There is, for example, a new therapy for depression called Mindfulness-based Cognitive Therapy that teaches people to observe their thoughts. Mindfulness-based therapy has also been developed to prevent relapses into alcoholism. Other psychotherapies contain some elements of mindfulness, such as Dialectical Behavioral Therapy, which is used in the treatment of borderline personality disorder, or Acceptance and Commitment therapy.

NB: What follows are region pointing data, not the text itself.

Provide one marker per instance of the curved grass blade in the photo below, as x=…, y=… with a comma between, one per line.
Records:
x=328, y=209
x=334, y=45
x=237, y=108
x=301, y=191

–How does mindfulness make us freer?
–When you can see how easily you get attached to things –be it an idea, a person, an emotion, a relationship …–, you have the possibility to choose not to become attached to or identify with them. That choice sets you free in the face of those things, while attachment makes you its slave. This does not mean that you are suddenly going to become some kind of saint, but that you can see moment by moment how easy it is to put on automatic pilot, act without consideration, fall into anger or frustration … so in each of those moments you can choose to bring awareness to that impulse.

And it is in consciousness where true freedom is found. You don’t have to do anything or go anywhere, just remember that you can choose to be open instead of closed, to be awake instead of distracted, to be nice instead of putting yourself ahead of others … Those little gestures they transform people.

It takes some discipline and time to change the habits of the mind, but I have seen many times people who in a few weeks feel that they have begun to regain control of their life.